Other search engines, social networking company Facebook and short messaging specialist Twitter already released their own takes on this year's collective mindset, but Google's is considered to be the definitive look into what's on people's minds. That's because Google processes two out of every three search requests in the world, a position that translates into trillions of inquiries each year.



Odom's saga fascinated people who aren't even sports fans because he married reality TV star Khloe Kardashian in 2009 while he was still a key player on a Laker team that went on to win its second consecutive National Basketball Association championship. He hasn't played in the NBA since 2013.



During Odom's stay in Nevada, brother workers said they saw him drinking alcohol and taking supplements sold as "herbal Viagra." The brothel's owner said Odom had spent $75,000 on two women who took him to a VIP suite.



Tragedy tends to generate a lot of searches.
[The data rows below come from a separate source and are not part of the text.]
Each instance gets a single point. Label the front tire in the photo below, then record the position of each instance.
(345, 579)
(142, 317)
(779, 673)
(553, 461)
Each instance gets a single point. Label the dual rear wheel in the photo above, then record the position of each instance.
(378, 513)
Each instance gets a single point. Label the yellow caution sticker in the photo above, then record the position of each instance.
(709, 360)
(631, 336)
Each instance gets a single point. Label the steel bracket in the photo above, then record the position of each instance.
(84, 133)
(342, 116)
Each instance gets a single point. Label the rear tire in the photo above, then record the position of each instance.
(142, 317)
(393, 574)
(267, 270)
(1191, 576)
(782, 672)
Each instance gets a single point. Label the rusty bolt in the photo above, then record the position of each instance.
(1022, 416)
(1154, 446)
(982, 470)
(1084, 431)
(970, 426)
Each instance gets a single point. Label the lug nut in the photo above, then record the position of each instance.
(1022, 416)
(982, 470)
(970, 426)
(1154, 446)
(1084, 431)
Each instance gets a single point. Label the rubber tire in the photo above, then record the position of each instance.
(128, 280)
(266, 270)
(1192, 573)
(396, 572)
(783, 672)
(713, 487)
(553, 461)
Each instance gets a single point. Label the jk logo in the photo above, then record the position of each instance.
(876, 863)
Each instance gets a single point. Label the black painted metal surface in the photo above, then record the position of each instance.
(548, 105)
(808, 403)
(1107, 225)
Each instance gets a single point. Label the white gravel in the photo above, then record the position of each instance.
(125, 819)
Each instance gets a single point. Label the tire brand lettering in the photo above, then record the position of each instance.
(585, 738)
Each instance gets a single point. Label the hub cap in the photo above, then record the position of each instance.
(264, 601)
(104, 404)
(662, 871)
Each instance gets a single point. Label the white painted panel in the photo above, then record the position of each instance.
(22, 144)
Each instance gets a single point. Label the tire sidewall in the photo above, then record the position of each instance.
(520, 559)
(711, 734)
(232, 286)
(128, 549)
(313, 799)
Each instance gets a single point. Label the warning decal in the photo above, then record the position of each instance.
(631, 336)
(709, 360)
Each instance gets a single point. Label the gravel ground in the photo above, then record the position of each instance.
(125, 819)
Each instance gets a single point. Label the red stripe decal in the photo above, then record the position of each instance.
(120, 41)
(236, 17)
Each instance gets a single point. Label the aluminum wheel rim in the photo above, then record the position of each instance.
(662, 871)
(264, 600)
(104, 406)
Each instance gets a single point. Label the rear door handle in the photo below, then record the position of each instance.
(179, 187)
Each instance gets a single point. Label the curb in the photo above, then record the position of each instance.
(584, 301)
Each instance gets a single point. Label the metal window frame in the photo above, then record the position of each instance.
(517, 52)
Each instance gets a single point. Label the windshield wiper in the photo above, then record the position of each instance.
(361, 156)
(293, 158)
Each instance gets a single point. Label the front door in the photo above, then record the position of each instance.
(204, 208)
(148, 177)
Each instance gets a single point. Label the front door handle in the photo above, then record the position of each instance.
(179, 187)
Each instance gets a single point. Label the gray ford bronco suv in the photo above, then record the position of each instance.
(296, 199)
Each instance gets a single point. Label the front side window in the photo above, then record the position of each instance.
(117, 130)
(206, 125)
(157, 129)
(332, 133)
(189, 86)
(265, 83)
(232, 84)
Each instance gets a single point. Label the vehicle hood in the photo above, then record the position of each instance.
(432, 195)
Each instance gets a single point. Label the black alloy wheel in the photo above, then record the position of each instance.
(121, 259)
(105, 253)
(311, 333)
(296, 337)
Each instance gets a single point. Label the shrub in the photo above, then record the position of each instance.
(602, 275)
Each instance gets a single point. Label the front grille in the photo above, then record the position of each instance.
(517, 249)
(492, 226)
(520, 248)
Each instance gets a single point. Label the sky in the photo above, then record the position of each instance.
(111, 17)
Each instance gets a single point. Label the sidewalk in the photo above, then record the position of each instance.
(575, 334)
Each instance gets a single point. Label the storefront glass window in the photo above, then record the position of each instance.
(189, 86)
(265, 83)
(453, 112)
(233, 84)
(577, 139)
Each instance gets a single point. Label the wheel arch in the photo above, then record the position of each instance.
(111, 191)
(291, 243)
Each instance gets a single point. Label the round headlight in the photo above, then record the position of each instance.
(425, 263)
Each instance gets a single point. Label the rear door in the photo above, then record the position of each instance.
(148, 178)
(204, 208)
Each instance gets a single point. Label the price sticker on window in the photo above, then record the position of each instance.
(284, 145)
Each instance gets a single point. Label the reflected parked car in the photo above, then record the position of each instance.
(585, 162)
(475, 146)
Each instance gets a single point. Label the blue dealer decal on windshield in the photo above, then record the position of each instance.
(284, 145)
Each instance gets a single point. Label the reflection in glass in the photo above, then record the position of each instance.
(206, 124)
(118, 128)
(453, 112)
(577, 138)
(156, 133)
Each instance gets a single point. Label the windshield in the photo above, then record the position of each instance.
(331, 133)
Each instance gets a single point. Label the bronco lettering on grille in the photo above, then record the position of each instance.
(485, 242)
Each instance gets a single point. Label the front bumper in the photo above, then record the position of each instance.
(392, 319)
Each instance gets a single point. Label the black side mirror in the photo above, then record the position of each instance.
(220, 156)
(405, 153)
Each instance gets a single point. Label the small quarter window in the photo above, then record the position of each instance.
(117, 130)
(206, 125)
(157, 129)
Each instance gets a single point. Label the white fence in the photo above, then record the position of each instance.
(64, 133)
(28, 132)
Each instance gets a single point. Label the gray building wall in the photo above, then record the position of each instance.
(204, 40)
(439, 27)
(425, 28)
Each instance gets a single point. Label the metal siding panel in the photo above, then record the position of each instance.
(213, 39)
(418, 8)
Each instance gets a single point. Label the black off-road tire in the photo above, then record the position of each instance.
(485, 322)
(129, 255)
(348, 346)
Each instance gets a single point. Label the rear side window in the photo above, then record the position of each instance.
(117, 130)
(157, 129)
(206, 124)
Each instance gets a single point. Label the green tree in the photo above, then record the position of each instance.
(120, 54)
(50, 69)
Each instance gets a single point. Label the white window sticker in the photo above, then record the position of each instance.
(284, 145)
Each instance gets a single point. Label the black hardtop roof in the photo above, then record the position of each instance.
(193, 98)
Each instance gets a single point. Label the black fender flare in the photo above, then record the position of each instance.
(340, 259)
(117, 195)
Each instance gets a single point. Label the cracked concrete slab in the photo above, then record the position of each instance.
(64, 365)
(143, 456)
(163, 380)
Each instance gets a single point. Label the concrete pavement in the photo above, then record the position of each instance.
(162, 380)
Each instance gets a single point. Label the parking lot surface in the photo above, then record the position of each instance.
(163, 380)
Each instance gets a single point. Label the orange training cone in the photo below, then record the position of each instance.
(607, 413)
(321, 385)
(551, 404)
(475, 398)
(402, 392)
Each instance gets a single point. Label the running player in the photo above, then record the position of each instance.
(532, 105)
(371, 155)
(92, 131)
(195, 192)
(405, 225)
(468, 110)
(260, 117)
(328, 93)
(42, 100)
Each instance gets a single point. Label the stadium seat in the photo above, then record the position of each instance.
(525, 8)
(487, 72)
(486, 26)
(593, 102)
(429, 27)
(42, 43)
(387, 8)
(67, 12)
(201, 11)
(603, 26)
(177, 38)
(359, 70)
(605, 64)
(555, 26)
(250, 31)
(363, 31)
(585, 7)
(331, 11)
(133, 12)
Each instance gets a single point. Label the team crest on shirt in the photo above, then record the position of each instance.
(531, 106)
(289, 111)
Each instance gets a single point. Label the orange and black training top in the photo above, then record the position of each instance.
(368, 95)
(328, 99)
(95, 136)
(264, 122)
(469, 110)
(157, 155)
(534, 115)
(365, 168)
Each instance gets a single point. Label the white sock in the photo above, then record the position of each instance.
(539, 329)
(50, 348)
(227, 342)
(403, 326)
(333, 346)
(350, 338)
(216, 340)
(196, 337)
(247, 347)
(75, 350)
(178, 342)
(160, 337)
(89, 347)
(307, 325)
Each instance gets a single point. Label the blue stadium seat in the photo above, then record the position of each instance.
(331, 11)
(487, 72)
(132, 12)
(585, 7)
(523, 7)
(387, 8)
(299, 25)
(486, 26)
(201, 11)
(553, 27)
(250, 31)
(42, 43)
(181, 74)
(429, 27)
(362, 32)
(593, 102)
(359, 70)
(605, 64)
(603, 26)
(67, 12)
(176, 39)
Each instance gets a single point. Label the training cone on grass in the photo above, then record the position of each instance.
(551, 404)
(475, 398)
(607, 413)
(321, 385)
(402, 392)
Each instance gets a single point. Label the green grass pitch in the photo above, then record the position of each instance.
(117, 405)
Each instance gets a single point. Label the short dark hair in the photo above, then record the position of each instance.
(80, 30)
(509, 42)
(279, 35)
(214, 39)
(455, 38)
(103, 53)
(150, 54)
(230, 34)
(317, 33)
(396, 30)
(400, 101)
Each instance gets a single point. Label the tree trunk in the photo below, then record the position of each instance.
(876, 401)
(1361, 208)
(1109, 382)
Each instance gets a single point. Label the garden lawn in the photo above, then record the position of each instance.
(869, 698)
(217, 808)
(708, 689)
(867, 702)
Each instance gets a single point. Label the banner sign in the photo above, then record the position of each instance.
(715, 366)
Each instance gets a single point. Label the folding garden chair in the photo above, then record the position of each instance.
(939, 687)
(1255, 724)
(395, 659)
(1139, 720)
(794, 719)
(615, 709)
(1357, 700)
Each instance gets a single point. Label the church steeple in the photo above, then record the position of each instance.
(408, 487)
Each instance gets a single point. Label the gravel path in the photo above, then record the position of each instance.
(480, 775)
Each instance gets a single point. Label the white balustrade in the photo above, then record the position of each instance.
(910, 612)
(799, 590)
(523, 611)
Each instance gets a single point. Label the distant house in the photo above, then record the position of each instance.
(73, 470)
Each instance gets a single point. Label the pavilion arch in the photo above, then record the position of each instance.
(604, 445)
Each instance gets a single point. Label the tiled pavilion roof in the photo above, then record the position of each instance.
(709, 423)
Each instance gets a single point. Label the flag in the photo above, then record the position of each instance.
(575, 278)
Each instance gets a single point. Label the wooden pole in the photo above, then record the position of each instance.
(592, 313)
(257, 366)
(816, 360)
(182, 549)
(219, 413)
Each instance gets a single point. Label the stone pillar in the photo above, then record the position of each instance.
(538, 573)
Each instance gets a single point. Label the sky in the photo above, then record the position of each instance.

The suicide of comedian and movie star Robin Williams made him Google's top search topic last year.



Odom, 36, also was Google's most-searched person on its 2015 world rankings, followed by former mixed martial arts bantamweight champion Ronda Rousey and Caitlyn Jenner, who was Odom's father-in-law before transitioning to life as a woman in 2015.



Rousey was the most searched athlete in the U.S., edging out Holly Holm, the woman who pummeled her last month to take her championship title.



Google also provided the lists for the top searches in a wide variety of categories, including movies ("Jurassic World"), television ("Big Brother Brazil") and musical artists (Adele).